Human Responses to Theatrical-Electrical Stimuli


These giant hunks of metal have proved themselves capable of both emotionally and intellectually stirring audiences. All of the Robot-Human Theater Project’s performances so far have played to almost exclusively full houses and dropped jaws. And if theater critics have not always responded with outright praise, they’ve at least expressed deep fascination with the phenomenon. For example:

…the stage presence of [robots] raise significant questions about theatricality and empathy. Provocatively, this evening demonstrated that perhaps the qualities we typically associate with good or effective acting—presence, responsiveness, emotional availability—may, in fact, prove ancillary. Although the success of these pieces necessitated understated performances from the human actors and particular design choices (such as easily navigable sets and low lighting) to establish the commonality between person and machine, these [robots] excited sympathy to an equivalent, or perhaps even greater, degree than their human counterparts. Their effectiveness in performance suggests that mimetic engagement on the part of the audience may owe less to actorly skill than to our collective instinct to attribute human feeling—even to decidedly nonhuman performers.
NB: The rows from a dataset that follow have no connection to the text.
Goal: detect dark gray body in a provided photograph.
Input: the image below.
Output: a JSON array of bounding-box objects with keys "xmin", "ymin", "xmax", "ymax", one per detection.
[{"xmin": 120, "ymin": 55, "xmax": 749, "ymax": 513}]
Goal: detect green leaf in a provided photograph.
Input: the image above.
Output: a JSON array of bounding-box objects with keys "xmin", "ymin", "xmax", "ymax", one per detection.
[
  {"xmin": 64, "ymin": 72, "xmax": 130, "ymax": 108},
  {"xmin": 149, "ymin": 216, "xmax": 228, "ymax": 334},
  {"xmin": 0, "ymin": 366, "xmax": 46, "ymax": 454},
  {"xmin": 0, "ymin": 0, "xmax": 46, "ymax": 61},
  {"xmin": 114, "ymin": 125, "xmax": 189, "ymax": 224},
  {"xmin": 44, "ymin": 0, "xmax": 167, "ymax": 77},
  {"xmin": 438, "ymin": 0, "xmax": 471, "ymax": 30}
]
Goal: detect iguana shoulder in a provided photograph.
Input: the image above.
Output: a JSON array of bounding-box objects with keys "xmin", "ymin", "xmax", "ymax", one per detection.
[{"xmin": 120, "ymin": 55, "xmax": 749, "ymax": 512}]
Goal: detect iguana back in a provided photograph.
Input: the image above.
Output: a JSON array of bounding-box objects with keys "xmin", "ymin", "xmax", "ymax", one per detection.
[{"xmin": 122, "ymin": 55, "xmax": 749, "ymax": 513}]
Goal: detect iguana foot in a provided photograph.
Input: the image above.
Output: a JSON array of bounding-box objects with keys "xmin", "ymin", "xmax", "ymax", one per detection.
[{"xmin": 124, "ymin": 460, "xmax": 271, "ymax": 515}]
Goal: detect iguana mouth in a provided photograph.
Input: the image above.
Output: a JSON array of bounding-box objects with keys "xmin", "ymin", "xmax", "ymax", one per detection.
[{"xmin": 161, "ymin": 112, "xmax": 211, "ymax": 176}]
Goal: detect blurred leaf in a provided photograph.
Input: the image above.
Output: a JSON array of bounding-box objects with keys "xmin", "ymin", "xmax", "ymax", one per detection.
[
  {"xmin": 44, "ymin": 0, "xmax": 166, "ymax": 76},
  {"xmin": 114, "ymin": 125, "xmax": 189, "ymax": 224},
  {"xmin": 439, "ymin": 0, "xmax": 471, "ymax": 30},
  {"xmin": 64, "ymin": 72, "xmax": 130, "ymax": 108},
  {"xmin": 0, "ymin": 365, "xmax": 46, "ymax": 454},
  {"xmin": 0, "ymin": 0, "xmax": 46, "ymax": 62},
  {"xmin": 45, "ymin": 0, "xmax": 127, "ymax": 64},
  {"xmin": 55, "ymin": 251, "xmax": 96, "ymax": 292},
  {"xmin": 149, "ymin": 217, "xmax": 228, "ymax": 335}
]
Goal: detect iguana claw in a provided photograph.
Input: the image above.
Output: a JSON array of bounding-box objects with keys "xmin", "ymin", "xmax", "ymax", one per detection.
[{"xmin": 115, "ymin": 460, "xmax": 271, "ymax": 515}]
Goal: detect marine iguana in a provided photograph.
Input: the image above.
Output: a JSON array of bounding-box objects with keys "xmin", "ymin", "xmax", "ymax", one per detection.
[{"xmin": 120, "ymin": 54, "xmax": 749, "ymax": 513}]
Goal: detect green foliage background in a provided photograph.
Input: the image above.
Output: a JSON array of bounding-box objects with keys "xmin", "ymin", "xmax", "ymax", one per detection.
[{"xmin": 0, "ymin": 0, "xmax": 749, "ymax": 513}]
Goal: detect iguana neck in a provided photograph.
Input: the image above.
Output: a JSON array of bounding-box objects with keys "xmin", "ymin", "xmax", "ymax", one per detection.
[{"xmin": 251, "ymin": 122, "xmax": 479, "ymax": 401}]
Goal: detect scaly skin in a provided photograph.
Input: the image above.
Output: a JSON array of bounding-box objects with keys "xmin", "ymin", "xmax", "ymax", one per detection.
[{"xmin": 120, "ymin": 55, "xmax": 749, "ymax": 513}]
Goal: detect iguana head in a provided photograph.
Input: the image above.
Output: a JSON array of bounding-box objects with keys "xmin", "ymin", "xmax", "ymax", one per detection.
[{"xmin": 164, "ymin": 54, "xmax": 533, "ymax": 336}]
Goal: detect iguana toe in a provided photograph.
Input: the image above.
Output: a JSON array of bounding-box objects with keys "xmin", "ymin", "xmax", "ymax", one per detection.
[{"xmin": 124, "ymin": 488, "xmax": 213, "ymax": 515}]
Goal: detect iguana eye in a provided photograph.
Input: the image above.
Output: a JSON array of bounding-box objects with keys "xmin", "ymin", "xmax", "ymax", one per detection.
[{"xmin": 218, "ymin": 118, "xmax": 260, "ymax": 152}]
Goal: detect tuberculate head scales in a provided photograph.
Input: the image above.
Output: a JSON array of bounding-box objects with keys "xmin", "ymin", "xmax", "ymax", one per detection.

Whether these two short plays confused the boundaries between human and robot or explicitly marked them, both pieces relied upon the audience’s capacity to create empathic bonds with lifeless objects…engaging dialogue between the human actors and their machine counterparts simultaneously both emphasized the differences between person and automaton and blurred those categories. (From review of “Seinendan Theater Company + Osaka University Robot Theater Project” by Alexis Soloski)

On the emotional end of things, many an audience member has admitted to empathizing with the robots as much if not more so than with the human actors—even to the point of shedding tears. One reviewer notes, “…even as I grieved for the young woman, I also felt myself worrying that the android would feel lonely once she died.” Hirata’s unemotional explanation for the audiences’ emotional outpourings is that “audiences’ brains make up half of a performance’s reality.” In other words, we see what we want to see.

Then there’s the inevitable intellectual migraine that comes from witnessing seemingly autonomous three-dimensional beings participate in an activity once exclusively reserved for humans. Feeling empathy apparently isn’t limited to feeling empathy for living things. And a performer apparently doesn’t have to be emotionally alive or even alive at all to deliver a convincing performance. Hirata has said, “In the case of the android(s), there are audience members who did not realize until close to the end of the play which was the robot and which (was) the human actor.” Where does the human begin and the robot end? Where does the robot begin and the human end? What is a human? What is a performance? Where’s my mommy?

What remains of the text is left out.